Feb 18 (Reuters) - Oilfield services and drilling company Nabors Industries Ltd posted a slight drop in operating profit on Tuesday, due in part to weak operations in the United States.
Nabors, which owns the world’s largest land-drilling rig fleet as well as pressure-pumping equipment for hydraulic fracturing, and peers have felt pricing pressure onshore in the United States, where demand is only starting to rebound due to rising natural gas prices.
“The strength of our fourth-quarter results reflects building momentum in our international operations and a more favorable outlook for our U.S. drilling operations,” Nabors’ chief executive, Tony Petrello, said in a statement.
Last year should represent “the low point in Nabors’ protracted five-year tough,” Petrello said, adding that he sees “substantial, year-over year quarterly improvement” in results starting next quarter.
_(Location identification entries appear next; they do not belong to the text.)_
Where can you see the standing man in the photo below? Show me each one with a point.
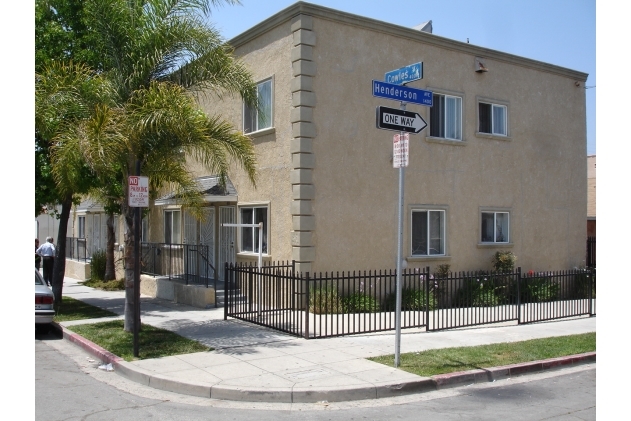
(47, 251)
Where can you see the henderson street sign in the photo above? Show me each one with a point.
(399, 120)
(401, 93)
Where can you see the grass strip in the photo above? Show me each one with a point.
(72, 309)
(450, 360)
(114, 285)
(153, 342)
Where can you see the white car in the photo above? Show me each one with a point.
(44, 299)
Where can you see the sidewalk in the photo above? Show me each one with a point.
(252, 363)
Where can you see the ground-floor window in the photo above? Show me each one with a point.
(172, 227)
(250, 236)
(495, 227)
(428, 232)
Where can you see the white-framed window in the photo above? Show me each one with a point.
(495, 227)
(428, 232)
(172, 227)
(81, 233)
(493, 118)
(249, 237)
(261, 118)
(445, 117)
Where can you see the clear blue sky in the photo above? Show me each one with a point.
(560, 32)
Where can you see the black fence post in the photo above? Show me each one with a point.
(518, 295)
(426, 299)
(226, 297)
(302, 285)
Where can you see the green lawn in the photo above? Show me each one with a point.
(152, 342)
(72, 309)
(449, 360)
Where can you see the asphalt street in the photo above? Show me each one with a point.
(70, 386)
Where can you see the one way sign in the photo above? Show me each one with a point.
(399, 120)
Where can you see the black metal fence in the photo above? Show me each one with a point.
(590, 260)
(325, 305)
(77, 249)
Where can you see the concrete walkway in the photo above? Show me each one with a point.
(252, 363)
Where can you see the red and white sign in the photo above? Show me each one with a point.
(400, 151)
(138, 191)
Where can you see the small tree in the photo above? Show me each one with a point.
(504, 261)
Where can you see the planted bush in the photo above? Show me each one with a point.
(324, 300)
(480, 291)
(411, 300)
(360, 302)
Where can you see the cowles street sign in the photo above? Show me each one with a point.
(399, 120)
(138, 191)
(405, 74)
(401, 93)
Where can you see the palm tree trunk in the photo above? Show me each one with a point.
(59, 268)
(129, 267)
(110, 270)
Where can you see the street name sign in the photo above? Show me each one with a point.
(405, 74)
(400, 150)
(401, 93)
(138, 191)
(399, 120)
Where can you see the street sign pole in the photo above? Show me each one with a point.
(137, 272)
(397, 343)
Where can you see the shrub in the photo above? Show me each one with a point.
(360, 302)
(97, 265)
(479, 291)
(411, 300)
(443, 271)
(324, 300)
(538, 290)
(504, 261)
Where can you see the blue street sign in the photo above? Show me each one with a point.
(405, 74)
(401, 93)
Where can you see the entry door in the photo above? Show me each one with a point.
(191, 260)
(227, 240)
(96, 232)
(207, 239)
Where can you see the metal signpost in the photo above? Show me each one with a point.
(138, 198)
(405, 122)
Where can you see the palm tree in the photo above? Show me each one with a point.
(66, 95)
(158, 53)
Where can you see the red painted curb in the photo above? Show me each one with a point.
(91, 347)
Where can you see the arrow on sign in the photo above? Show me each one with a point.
(399, 120)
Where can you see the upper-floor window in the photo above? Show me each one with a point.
(493, 118)
(172, 227)
(445, 117)
(258, 119)
(495, 227)
(250, 235)
(81, 232)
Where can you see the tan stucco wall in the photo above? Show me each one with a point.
(349, 187)
(591, 186)
(267, 56)
(537, 174)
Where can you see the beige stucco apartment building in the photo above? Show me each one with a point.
(500, 166)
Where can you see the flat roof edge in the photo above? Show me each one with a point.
(299, 8)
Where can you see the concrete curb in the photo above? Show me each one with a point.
(302, 395)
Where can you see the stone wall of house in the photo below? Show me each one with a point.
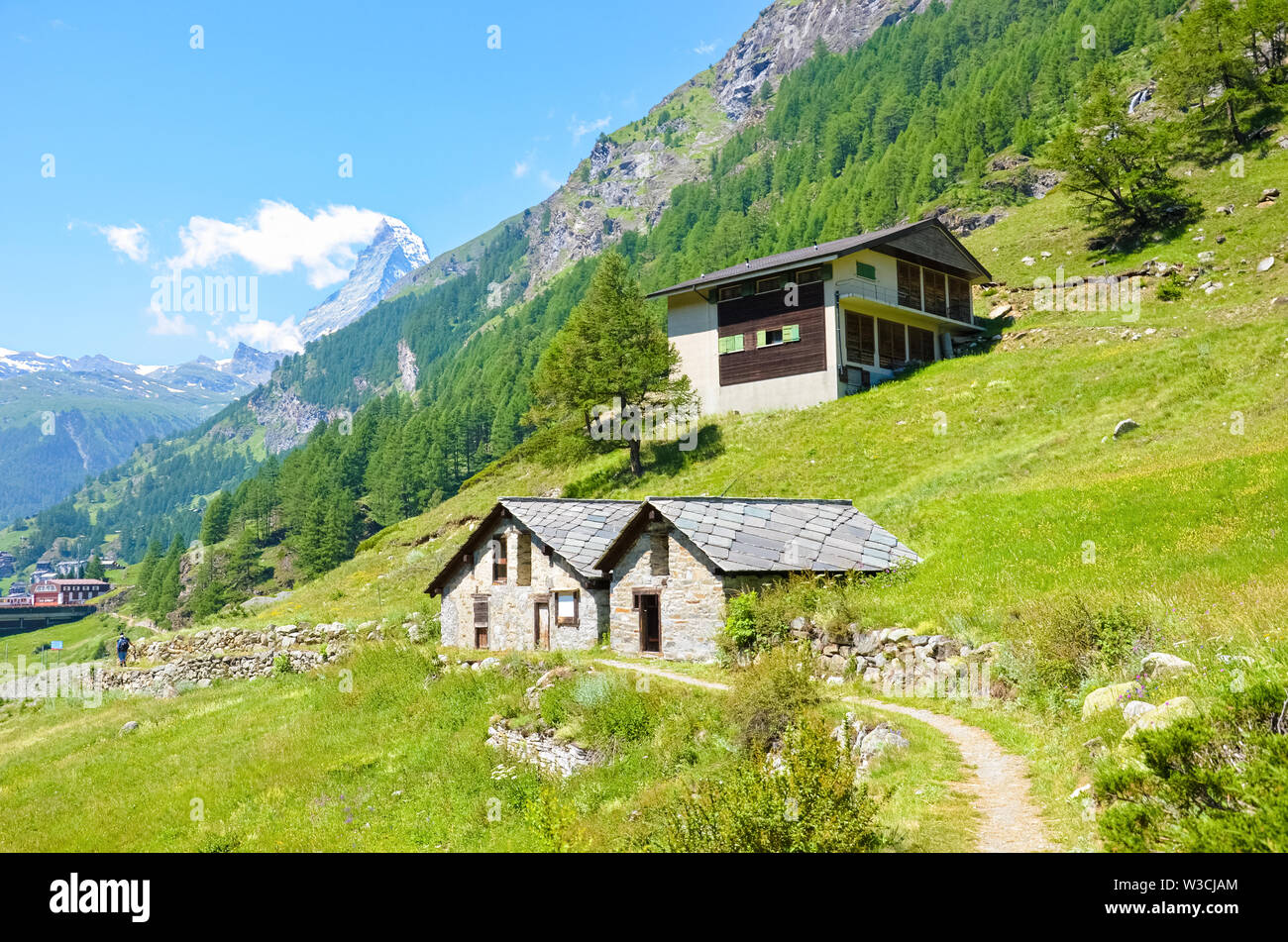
(692, 598)
(510, 606)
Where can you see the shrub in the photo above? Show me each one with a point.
(614, 714)
(810, 804)
(557, 704)
(741, 622)
(771, 695)
(1069, 640)
(1171, 288)
(1211, 784)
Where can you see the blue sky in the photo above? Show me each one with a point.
(125, 149)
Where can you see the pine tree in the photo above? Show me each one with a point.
(612, 354)
(1117, 164)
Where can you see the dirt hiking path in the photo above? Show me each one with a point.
(1010, 821)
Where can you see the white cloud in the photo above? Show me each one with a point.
(278, 237)
(580, 129)
(166, 326)
(129, 241)
(262, 335)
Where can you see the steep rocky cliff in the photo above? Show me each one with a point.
(626, 180)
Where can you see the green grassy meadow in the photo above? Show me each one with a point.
(999, 468)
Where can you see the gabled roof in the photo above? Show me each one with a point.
(827, 251)
(772, 536)
(578, 530)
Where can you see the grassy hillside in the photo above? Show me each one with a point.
(297, 764)
(1186, 519)
(1038, 528)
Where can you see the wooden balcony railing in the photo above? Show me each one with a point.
(859, 287)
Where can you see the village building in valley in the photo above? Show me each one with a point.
(648, 576)
(818, 323)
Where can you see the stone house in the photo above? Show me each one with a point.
(648, 576)
(527, 579)
(812, 325)
(678, 559)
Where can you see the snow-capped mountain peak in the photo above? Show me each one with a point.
(394, 251)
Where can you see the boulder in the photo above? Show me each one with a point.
(1106, 697)
(1136, 708)
(1162, 715)
(1159, 665)
(877, 740)
(867, 644)
(986, 652)
(943, 648)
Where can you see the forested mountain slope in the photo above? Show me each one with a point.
(844, 142)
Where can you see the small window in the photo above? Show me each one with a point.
(523, 567)
(730, 344)
(921, 345)
(910, 284)
(500, 564)
(566, 607)
(660, 552)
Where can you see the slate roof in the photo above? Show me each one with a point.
(777, 536)
(823, 251)
(579, 530)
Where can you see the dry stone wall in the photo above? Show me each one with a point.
(901, 661)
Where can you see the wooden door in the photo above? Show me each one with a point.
(651, 623)
(481, 623)
(541, 626)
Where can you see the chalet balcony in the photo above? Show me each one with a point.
(910, 299)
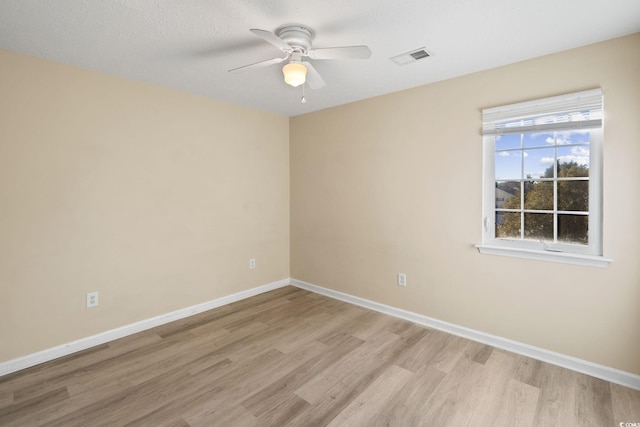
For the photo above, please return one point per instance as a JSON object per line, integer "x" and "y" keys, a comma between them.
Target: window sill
{"x": 541, "y": 255}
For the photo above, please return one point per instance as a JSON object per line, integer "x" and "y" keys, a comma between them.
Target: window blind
{"x": 579, "y": 110}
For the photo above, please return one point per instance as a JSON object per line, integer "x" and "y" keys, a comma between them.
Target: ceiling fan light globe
{"x": 294, "y": 73}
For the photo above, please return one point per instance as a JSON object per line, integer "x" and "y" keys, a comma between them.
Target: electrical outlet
{"x": 92, "y": 299}
{"x": 402, "y": 279}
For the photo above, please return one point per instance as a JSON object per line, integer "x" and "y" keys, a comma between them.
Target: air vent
{"x": 411, "y": 57}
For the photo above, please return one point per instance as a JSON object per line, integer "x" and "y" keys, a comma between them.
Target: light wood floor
{"x": 291, "y": 357}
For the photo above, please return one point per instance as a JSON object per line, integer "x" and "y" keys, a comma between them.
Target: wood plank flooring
{"x": 294, "y": 358}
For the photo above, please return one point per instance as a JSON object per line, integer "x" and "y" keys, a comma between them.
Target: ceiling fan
{"x": 295, "y": 42}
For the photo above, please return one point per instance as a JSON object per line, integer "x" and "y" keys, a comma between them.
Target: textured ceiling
{"x": 191, "y": 45}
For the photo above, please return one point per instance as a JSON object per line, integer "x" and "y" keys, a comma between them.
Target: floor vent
{"x": 411, "y": 57}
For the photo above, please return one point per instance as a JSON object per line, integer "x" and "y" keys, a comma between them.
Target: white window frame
{"x": 546, "y": 115}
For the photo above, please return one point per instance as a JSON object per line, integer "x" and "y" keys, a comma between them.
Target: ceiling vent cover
{"x": 411, "y": 57}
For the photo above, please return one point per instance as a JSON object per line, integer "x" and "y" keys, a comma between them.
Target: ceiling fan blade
{"x": 314, "y": 79}
{"x": 346, "y": 52}
{"x": 272, "y": 38}
{"x": 258, "y": 64}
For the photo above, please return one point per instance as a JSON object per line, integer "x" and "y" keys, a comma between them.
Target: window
{"x": 542, "y": 194}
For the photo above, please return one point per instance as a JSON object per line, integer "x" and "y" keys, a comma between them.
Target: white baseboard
{"x": 595, "y": 370}
{"x": 113, "y": 334}
{"x": 599, "y": 371}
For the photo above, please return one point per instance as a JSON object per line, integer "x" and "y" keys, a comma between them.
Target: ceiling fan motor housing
{"x": 296, "y": 36}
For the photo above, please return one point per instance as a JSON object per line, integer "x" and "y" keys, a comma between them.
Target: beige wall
{"x": 393, "y": 184}
{"x": 154, "y": 198}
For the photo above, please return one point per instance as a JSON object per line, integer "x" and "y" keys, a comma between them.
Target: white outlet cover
{"x": 92, "y": 299}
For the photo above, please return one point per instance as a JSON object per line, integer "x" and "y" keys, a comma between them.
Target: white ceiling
{"x": 191, "y": 45}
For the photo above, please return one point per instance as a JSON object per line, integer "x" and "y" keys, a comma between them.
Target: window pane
{"x": 573, "y": 196}
{"x": 538, "y": 195}
{"x": 573, "y": 161}
{"x": 508, "y": 225}
{"x": 538, "y": 140}
{"x": 508, "y": 195}
{"x": 538, "y": 226}
{"x": 508, "y": 141}
{"x": 573, "y": 229}
{"x": 508, "y": 165}
{"x": 573, "y": 137}
{"x": 538, "y": 163}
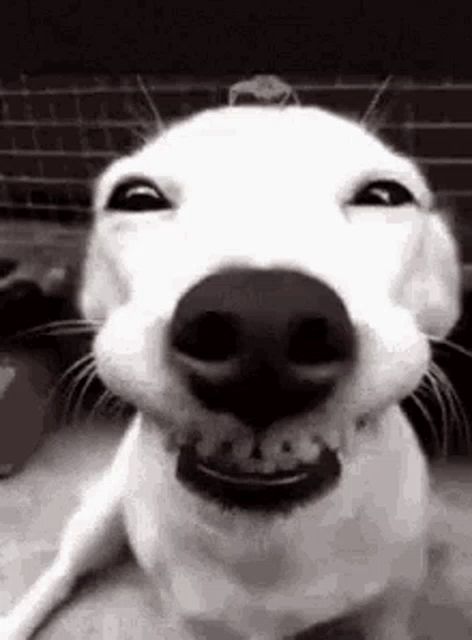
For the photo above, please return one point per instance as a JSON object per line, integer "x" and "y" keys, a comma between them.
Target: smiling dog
{"x": 265, "y": 281}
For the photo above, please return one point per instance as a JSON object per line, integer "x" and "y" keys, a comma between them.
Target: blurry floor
{"x": 118, "y": 605}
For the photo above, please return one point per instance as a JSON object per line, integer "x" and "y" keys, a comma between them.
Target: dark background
{"x": 226, "y": 37}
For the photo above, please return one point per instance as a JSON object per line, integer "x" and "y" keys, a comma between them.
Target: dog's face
{"x": 265, "y": 281}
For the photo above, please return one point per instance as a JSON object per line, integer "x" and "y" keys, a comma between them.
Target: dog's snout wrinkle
{"x": 261, "y": 344}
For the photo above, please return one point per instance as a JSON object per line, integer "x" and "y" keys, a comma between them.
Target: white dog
{"x": 265, "y": 282}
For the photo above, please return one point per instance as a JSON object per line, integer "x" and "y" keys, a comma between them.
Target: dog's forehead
{"x": 274, "y": 135}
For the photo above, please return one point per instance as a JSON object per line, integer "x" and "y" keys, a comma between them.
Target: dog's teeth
{"x": 268, "y": 466}
{"x": 286, "y": 463}
{"x": 309, "y": 451}
{"x": 242, "y": 449}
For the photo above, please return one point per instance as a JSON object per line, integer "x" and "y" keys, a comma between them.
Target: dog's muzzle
{"x": 261, "y": 345}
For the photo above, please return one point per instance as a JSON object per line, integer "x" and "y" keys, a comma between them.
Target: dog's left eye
{"x": 383, "y": 193}
{"x": 138, "y": 195}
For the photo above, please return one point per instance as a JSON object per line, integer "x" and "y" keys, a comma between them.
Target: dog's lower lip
{"x": 253, "y": 479}
{"x": 276, "y": 492}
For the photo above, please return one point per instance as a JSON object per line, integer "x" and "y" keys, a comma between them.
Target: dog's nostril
{"x": 209, "y": 337}
{"x": 314, "y": 341}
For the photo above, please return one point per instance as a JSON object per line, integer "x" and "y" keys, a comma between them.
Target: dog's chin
{"x": 277, "y": 492}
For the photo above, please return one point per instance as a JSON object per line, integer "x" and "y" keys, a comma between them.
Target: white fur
{"x": 264, "y": 187}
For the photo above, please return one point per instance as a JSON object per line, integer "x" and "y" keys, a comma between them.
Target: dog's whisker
{"x": 364, "y": 120}
{"x": 438, "y": 428}
{"x": 71, "y": 370}
{"x": 80, "y": 372}
{"x": 443, "y": 342}
{"x": 439, "y": 444}
{"x": 41, "y": 329}
{"x": 458, "y": 415}
{"x": 87, "y": 381}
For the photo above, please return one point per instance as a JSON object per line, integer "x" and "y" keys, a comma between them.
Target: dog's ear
{"x": 433, "y": 287}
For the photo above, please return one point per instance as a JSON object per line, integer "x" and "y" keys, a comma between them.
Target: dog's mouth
{"x": 275, "y": 491}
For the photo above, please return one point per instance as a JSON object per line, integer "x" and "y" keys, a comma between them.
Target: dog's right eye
{"x": 386, "y": 193}
{"x": 138, "y": 195}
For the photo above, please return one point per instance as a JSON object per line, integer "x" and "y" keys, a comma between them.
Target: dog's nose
{"x": 261, "y": 344}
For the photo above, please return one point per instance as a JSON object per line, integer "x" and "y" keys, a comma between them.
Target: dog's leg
{"x": 92, "y": 538}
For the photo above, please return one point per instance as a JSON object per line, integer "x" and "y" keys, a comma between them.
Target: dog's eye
{"x": 138, "y": 195}
{"x": 383, "y": 193}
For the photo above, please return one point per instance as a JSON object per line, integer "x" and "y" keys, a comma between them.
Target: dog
{"x": 266, "y": 282}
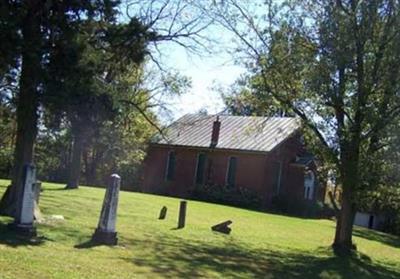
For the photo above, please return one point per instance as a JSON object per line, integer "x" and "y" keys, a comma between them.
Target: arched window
{"x": 200, "y": 168}
{"x": 231, "y": 172}
{"x": 170, "y": 169}
{"x": 309, "y": 185}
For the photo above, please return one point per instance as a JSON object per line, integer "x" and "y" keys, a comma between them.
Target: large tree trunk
{"x": 343, "y": 243}
{"x": 75, "y": 166}
{"x": 27, "y": 106}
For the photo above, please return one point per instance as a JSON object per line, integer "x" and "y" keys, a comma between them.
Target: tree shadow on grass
{"x": 10, "y": 238}
{"x": 87, "y": 244}
{"x": 373, "y": 235}
{"x": 178, "y": 258}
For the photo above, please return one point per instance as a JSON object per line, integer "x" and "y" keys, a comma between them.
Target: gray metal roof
{"x": 248, "y": 133}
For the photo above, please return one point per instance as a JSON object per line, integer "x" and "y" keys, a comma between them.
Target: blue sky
{"x": 205, "y": 71}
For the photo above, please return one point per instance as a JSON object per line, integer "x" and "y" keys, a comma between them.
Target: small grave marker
{"x": 23, "y": 222}
{"x": 222, "y": 227}
{"x": 163, "y": 213}
{"x": 182, "y": 214}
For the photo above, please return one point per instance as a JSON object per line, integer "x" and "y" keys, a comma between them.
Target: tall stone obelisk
{"x": 105, "y": 232}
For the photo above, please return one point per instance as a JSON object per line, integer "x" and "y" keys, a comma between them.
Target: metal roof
{"x": 247, "y": 133}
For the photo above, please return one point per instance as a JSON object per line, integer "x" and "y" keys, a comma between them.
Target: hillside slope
{"x": 260, "y": 245}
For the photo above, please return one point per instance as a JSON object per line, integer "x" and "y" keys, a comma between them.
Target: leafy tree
{"x": 32, "y": 27}
{"x": 336, "y": 65}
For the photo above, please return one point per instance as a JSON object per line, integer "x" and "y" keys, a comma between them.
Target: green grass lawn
{"x": 260, "y": 245}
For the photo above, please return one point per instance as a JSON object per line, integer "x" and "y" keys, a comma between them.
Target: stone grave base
{"x": 23, "y": 230}
{"x": 103, "y": 237}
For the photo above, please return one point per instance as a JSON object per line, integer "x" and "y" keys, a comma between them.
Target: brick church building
{"x": 263, "y": 154}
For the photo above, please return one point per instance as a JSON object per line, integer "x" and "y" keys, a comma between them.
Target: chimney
{"x": 215, "y": 133}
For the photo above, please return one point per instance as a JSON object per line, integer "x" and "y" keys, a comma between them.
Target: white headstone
{"x": 27, "y": 205}
{"x": 105, "y": 232}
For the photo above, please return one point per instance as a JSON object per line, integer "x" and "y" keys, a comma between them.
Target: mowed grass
{"x": 260, "y": 245}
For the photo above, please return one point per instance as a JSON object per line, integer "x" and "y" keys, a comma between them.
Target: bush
{"x": 235, "y": 196}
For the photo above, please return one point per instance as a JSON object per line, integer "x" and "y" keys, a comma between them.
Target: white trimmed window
{"x": 309, "y": 185}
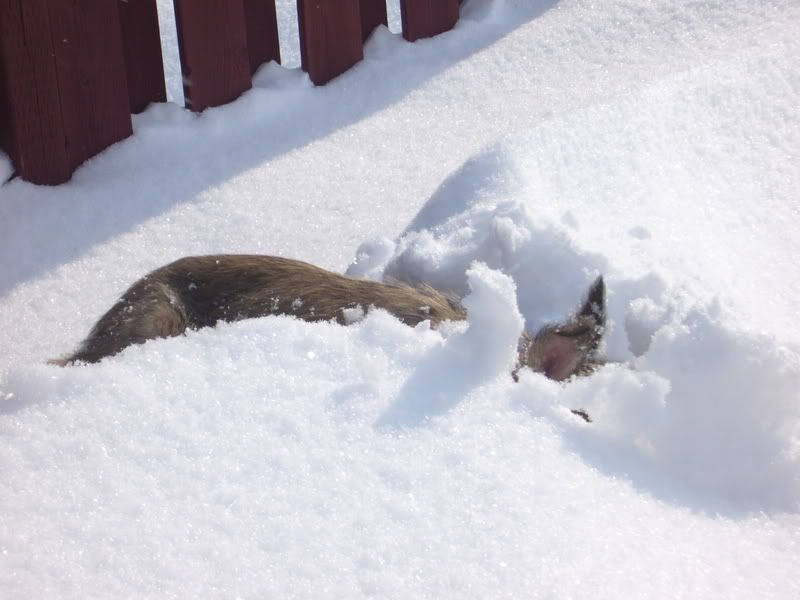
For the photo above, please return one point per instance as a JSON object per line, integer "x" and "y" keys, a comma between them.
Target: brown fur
{"x": 199, "y": 291}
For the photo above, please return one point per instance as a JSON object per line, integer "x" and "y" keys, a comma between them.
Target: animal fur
{"x": 199, "y": 291}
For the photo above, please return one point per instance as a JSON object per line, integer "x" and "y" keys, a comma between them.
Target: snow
{"x": 510, "y": 161}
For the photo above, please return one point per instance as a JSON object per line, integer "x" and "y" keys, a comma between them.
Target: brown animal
{"x": 199, "y": 291}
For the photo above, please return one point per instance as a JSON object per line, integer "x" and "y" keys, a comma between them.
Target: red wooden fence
{"x": 71, "y": 73}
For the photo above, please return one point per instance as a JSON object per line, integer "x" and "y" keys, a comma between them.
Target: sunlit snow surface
{"x": 510, "y": 161}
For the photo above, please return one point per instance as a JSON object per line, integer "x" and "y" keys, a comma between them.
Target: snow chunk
{"x": 468, "y": 358}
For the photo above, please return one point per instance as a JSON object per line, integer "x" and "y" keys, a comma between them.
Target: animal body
{"x": 199, "y": 291}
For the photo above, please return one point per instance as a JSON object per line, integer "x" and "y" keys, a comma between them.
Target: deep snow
{"x": 510, "y": 161}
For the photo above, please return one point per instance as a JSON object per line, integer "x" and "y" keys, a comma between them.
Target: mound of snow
{"x": 690, "y": 388}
While the company’s international rig count was flat in the fourth quarter, Nabors was able to boost margins due to lower costs to move rigs and other items.
Nabors posted fourth-quarter net income of $150.6 million, or 50 cents per share, compared with $27.1 million, or 9 cents per share, in the year-ago period. The jump was mainly due to a year-ago loss on discontinued operations.
Income from continuing operations fell 2 percent to $128.5 million.
Revenue rose less than 1 percent to $1.6 billion. Analysts expected revenue of $1.54 billion.
Shares of Nabors rose 2.6 percent to $19.15 in after-hours trading on Tuesday.